CHC collapsed about a year ago after High Court Inspectors uncovered the "systemic and deliberate misuse" of more than €56m of assets and cash belonging to clients of the firm. Around the time of its collapse, a High Court judge described CHC as "a sort of Irish Ponzi scheme".
Mulholland is managing director of Mulholland Life & Pensions. The company's website describes the firm as a "family-run business providing expert financial advice" to businesses and individuals.
The Central Bank authorises Mulholland Life & Pensions "to provide investment advice" on insurance policies, tracker bonds, collective investments and PRSAs, according to the Central Bank register.
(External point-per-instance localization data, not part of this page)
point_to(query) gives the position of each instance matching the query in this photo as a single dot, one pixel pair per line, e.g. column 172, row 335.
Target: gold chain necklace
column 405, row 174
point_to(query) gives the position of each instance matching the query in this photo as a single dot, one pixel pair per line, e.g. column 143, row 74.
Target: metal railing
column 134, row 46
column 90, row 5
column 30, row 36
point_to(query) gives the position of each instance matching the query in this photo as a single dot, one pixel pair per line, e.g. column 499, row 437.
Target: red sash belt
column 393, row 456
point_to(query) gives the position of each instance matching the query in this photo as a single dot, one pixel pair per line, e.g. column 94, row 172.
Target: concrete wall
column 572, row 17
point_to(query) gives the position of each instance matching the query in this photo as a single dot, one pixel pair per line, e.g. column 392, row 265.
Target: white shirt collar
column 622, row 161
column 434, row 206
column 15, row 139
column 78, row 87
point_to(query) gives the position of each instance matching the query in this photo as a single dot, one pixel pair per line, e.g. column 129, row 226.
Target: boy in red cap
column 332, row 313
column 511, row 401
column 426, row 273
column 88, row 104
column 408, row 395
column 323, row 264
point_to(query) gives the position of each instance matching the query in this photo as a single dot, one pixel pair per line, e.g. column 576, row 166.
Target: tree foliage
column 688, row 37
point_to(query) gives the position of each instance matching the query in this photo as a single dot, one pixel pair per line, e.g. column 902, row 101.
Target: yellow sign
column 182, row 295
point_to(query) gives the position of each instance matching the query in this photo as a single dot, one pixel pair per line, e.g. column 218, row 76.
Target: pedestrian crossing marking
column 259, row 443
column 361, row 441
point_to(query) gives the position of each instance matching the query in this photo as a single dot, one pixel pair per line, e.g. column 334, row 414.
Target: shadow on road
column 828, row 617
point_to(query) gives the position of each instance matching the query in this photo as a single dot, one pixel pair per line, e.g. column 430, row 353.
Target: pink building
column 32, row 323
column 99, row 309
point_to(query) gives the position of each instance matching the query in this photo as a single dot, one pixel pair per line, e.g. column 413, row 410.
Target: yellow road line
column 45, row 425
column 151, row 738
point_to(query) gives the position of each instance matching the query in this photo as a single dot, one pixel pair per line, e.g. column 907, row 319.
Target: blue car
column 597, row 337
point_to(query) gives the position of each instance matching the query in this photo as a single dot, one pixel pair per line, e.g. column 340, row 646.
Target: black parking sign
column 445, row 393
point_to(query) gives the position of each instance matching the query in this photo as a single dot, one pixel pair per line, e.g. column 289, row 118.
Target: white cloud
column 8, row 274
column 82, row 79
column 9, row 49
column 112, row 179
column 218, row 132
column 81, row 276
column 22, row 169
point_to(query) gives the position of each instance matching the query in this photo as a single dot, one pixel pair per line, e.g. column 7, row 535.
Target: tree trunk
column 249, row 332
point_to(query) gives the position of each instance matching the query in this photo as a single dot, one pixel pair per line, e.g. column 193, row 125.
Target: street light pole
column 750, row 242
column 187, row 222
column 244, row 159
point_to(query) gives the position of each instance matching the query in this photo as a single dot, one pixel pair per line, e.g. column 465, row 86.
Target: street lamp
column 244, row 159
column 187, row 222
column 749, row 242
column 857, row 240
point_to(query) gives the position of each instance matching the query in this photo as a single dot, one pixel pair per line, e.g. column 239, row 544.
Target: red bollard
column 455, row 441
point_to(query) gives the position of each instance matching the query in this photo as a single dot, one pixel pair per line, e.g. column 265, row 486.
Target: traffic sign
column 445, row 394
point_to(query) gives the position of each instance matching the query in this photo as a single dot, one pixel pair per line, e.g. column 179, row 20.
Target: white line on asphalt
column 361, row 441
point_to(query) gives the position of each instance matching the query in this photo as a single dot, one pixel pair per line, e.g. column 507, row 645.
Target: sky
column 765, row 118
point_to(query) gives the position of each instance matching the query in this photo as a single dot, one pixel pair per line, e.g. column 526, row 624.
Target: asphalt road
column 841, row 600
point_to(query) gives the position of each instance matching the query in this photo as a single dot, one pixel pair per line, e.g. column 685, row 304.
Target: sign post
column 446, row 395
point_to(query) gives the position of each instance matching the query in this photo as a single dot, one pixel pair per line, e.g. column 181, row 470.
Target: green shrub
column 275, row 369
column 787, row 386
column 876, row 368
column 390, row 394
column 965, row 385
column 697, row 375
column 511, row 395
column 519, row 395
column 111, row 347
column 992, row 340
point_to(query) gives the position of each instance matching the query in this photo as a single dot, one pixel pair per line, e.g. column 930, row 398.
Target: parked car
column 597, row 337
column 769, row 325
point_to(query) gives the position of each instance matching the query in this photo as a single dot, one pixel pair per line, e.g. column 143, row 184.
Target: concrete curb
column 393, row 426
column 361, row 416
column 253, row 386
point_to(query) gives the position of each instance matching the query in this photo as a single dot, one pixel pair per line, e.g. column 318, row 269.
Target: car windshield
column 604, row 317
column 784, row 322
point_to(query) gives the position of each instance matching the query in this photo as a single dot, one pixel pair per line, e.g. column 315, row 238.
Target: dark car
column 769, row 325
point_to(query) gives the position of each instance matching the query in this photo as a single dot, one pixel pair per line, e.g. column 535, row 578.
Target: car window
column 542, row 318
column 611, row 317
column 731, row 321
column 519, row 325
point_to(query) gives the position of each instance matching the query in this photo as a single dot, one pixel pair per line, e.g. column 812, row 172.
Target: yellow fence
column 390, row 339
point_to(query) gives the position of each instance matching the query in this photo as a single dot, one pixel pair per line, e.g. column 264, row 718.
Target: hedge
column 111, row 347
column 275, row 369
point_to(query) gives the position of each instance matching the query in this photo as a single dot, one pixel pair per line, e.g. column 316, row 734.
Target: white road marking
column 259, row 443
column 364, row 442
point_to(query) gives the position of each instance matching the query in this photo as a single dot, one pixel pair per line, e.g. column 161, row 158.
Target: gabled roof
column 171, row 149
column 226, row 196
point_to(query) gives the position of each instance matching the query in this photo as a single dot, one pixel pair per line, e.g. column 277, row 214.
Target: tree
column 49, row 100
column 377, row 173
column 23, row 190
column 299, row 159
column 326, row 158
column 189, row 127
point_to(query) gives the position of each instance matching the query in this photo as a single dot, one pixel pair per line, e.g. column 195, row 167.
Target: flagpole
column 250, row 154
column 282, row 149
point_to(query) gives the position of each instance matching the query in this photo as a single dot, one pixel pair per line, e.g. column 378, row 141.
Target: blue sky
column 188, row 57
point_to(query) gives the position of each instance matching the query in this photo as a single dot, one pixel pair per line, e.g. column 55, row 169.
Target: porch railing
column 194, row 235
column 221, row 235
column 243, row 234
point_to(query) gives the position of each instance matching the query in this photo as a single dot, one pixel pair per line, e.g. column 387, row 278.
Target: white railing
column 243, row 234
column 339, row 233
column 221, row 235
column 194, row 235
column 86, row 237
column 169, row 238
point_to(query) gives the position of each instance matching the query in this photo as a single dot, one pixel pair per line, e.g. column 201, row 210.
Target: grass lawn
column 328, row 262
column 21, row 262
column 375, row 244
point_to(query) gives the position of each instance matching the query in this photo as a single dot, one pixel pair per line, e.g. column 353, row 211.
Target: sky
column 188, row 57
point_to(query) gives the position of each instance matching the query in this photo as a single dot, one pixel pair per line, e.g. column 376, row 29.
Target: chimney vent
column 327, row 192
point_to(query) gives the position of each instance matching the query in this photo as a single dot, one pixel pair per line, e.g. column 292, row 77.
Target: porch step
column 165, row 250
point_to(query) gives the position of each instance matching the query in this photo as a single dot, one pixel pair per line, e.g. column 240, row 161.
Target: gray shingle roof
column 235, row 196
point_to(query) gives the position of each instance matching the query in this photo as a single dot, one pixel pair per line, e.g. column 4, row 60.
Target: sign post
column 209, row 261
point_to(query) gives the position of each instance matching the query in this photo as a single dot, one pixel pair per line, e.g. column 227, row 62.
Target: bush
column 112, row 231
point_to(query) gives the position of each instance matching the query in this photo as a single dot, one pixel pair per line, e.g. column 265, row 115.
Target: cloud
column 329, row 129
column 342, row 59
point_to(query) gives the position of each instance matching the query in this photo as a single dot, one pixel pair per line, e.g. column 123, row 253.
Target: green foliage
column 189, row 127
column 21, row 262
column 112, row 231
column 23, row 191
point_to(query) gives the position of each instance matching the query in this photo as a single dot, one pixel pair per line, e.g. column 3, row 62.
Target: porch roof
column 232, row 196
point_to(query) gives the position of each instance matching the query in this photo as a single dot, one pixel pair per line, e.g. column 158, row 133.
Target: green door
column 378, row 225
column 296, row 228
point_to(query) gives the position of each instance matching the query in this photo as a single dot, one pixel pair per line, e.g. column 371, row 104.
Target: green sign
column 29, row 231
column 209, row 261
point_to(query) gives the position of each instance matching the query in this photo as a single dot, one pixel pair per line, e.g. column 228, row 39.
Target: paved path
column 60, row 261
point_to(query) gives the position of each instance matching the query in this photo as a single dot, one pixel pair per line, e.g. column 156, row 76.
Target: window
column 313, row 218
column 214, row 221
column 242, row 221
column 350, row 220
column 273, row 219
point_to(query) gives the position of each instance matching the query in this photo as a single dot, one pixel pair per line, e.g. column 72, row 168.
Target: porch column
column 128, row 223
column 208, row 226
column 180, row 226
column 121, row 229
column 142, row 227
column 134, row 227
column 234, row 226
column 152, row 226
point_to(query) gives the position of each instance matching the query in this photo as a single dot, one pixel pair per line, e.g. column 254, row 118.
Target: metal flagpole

Mulholland was a director of CHC for about 10 years before the firm collapsed in October 2011. The High Court report on CHC, published in October 2011, found that "CHC's board of directors and its senior management failed in their duties to clients and allowed the company to operate with inadequate internal controls over a significant period of time".
Mulholland has been a director of Mulholland Life & Pensions since 2006. There is no mention of Mulholland's previous involvement with CHC in his profile on the company website.
When contacted by the Sunday Independent, Mulholland said: "Mulholland Life & Pensions is a small pensions and life assurance consultancy of which I am managing director. Mulholland Life & Pensions has traded in Dublin since the Seventies and many long-standing clients still seek my advice. The company is regulated by the Central Bank and is fully compliant with its Regulators and the Revenue Commissioners."
Mulholland pointed out that he was a non-executive director of CHC. He also drew the Sunday Independent's attention to a part of the High Court Inspectors' report into CHC where Harry Cassidy, a director of CHC, was questioned under oath. In his responses, Cassidy described Mulholland "as a director, but without executive responsibilities who runs a separate company" and who was not "aware of the extent" to which funds had been inappropriately transferred by CHC. Cassidy also said that he had "never discussed" the inappropriate transfer of funds with Mulholland.
The High Court Inspectors' report into CHC found that the firm had used clients' money to hide property losses. This misuse of client funds "was deliberately disguised by CHC through the use of false accounting entries" and the issuing of "false and misleading statements to clients", according to the report.
Some client money was invested in overseas properties without the knowledge or approval of clients.
When contacted about its regulation of Mulholland Life & Pensions, a spokeswoman for the Central Bank said it "could not comment on individual cases". She added that all firms regulated by the bank must meet its fitness and probity rules.